Un altro componente fu SALVATORE Barberi e Merelli della città di Monte San Giuliano, venne con privilegio del settembre 1767 insignito del titolo di barone di San Niccolò; un barone GIUSEPPE capitano giustiziere di Monte San Giuliano nell’anno 1790-91. Un Barone ALBERTO, figlio del precedente, dopo il rovinoso crollo nel 1853 della Regia Madrice, fece arrivare da Napoli i progetti dell’architetto Dominici, in stile neogotico, che allora era in voga in tutta Europa e in America. La famiglia Barberi si estinse nella famiglia Stabile di Monte Naone, che ancora oggi conserva il titolo di Barone di San Niccolò, mentre la famiglia Vultaggio vanta il titolo riconosciuto con regie lettere patenti di Nobile dei Baroni di San Niccolò per matrimonio con una Stabile di Monte Naone.

Famiglia iscritta nel Nobiliario di Sicilia del 1912.

Si ringrazia il signor Pietro Vultaggio per le notizie relative al casato.

Arma: d'azzurro al leone d'oro rampante, su una striscia di terra marrone, ad un tuono d'oro e tre stelle d'orate.

I Capi Brevi

 

 

 

 

 

 

 

 

 

 

BARONE (1)

Titoli:  patrizio di Tropea

Dimora:  Tropea, Napoli

Il Palizzolo fa risalire il casato dall’Irlanda col nome di “Byron” italianizzato in Barone; mentre il Toraldo nel suo testo “Il sedile e la Nobiltà di Tropea” fa discendere la famiglia da GERACIO, milite francese proveniente della Provenza al seguito di Carlo I d’Angiò, dal quale ricevette il feudo di La Cattiva e Livaldi in Calabria con concessione del 23 luglio 1279.

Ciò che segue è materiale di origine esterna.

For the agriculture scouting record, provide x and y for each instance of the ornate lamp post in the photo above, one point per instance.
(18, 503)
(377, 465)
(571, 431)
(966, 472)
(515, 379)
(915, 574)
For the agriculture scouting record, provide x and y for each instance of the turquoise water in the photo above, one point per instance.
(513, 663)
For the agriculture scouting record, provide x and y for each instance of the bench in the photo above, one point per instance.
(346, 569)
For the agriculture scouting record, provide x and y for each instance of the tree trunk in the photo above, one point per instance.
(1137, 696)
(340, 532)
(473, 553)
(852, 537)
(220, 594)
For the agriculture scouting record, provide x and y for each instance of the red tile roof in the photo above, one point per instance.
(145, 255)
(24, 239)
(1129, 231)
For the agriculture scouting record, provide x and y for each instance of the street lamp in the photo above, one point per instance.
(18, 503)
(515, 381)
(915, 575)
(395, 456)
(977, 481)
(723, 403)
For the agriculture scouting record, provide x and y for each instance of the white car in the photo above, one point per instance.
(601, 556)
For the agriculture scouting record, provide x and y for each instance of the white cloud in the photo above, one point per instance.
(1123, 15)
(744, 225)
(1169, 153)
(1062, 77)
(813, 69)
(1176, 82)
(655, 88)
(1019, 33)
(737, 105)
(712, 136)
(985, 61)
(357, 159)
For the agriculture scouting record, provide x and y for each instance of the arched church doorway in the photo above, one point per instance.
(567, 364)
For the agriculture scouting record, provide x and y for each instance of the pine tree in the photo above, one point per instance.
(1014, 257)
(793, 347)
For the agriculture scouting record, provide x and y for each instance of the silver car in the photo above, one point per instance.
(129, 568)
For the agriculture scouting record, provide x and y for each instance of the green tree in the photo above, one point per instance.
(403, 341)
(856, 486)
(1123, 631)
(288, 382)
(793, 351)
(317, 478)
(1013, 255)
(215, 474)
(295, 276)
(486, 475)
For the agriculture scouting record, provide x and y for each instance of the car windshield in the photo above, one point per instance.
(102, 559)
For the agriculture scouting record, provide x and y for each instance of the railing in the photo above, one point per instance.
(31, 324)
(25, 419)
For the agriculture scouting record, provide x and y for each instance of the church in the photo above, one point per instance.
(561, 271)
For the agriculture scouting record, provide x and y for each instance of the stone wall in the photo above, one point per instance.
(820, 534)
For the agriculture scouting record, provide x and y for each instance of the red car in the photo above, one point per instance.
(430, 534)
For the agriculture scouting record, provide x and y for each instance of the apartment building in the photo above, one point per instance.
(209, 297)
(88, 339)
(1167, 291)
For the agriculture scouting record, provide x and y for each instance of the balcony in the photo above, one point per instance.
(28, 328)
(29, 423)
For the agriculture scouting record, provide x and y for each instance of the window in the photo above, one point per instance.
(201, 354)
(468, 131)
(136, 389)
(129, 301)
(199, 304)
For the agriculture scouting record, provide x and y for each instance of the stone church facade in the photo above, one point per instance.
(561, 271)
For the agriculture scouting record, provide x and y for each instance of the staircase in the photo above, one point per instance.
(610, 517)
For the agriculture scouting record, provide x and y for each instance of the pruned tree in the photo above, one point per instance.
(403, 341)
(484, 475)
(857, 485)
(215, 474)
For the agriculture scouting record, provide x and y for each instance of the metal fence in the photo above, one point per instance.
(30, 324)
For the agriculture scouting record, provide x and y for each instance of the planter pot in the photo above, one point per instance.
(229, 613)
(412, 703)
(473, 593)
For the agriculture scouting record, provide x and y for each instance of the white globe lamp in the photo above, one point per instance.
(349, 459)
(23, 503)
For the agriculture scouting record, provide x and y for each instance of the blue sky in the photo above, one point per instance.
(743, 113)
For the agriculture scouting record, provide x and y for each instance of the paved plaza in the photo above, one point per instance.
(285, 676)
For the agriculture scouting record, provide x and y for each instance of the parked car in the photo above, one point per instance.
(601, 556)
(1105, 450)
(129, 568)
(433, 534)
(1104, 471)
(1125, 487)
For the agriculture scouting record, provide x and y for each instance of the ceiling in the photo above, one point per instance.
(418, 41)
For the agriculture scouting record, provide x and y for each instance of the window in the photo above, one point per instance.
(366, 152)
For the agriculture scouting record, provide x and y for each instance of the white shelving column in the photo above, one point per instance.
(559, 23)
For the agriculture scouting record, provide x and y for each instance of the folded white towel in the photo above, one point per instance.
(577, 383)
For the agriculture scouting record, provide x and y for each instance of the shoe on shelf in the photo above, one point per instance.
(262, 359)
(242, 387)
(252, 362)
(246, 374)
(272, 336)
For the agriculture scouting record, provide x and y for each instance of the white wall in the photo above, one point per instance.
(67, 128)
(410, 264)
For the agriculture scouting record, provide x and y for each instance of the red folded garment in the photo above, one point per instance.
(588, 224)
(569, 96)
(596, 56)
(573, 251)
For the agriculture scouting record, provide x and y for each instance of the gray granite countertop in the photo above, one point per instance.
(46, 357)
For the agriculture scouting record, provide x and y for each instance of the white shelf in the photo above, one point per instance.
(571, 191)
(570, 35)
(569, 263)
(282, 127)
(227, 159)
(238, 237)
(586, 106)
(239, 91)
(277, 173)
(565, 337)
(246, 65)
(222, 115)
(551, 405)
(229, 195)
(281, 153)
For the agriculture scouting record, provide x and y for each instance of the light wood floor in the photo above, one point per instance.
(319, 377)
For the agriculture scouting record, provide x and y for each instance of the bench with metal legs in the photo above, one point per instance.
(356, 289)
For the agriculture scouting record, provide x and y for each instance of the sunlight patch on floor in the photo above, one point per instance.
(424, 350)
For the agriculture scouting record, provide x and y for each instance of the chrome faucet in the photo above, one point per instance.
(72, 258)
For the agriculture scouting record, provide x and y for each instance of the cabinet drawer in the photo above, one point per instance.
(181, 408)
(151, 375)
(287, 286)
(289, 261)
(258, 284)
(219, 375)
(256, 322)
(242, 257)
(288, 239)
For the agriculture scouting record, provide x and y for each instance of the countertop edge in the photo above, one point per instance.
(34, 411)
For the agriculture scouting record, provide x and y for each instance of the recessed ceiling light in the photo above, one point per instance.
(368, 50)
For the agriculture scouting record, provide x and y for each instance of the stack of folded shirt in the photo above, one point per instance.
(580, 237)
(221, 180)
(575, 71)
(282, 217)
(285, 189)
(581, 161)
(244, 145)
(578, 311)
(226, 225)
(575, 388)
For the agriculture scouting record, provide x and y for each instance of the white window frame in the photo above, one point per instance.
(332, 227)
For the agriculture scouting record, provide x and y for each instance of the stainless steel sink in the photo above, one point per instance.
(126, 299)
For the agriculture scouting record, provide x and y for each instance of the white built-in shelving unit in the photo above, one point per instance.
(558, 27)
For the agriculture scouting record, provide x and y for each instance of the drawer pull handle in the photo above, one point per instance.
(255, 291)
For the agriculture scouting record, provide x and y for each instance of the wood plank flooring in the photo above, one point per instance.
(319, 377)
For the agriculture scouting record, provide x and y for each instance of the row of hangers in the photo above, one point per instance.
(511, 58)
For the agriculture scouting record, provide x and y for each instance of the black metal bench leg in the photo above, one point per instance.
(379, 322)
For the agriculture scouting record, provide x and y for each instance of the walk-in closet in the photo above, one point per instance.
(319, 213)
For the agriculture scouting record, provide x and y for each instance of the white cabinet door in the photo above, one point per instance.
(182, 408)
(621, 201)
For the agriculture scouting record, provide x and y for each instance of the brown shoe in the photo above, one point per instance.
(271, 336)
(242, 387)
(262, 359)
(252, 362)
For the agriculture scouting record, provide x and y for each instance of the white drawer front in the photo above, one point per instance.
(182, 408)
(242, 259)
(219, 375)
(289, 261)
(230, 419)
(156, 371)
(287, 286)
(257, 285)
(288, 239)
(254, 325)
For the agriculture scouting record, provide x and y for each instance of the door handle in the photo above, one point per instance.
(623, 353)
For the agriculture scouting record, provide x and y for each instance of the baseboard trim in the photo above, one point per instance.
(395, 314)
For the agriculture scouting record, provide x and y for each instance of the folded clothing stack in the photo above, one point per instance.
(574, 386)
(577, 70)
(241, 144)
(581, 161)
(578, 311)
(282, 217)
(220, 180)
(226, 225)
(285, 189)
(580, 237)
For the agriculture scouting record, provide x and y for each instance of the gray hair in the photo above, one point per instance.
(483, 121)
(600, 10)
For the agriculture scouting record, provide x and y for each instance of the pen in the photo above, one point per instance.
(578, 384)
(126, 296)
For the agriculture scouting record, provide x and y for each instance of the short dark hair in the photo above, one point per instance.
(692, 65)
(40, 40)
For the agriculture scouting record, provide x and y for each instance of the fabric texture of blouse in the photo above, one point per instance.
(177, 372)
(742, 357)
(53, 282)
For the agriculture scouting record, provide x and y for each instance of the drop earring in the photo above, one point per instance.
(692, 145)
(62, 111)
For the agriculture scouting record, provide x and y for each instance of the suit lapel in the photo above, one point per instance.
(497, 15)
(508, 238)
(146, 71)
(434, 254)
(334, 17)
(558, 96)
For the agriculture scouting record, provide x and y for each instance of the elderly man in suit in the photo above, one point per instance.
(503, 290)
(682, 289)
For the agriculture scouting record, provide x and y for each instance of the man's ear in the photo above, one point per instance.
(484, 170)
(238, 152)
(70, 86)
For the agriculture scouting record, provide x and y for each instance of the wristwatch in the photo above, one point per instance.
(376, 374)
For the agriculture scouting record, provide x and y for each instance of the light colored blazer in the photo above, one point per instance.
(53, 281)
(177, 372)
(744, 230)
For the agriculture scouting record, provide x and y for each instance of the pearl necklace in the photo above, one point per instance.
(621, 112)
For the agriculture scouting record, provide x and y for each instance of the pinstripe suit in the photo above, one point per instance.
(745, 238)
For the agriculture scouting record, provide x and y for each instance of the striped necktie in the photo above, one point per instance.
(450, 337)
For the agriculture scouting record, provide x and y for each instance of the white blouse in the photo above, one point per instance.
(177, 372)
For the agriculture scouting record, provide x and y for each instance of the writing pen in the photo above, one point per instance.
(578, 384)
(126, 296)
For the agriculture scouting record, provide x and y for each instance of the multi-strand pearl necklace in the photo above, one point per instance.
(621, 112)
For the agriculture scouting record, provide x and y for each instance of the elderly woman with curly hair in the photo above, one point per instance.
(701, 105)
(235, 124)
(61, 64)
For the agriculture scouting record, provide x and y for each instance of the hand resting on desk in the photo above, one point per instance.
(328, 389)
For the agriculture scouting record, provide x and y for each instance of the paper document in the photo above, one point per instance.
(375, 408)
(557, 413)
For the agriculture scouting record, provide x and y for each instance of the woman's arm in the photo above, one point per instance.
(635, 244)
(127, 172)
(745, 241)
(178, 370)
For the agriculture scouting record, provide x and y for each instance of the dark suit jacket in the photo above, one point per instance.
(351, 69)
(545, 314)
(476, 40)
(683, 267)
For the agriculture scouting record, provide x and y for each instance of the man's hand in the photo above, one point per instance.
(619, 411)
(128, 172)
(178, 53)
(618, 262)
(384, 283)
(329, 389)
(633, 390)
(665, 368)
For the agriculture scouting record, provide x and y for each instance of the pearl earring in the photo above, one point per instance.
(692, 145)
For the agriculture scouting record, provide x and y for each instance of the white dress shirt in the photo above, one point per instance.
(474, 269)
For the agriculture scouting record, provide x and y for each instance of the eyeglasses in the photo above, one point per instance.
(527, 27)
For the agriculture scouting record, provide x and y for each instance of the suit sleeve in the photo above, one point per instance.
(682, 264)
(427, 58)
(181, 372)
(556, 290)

Il casato si diramò in molte città del Meridione, ma il ramo principale si stabilì in Tropea nel XV secolo.

ANTONELLO, difensore della città di Napoli contro gli Acerrani al tempo di Alfonso I d’Aragona; FERDINANDO che ha combattuto e perito nella battaglia di Lepanto il 7 ottobre 1571  contro i saraceni; ANTONIO, padre gesuita, autore di una vita di San Domenico.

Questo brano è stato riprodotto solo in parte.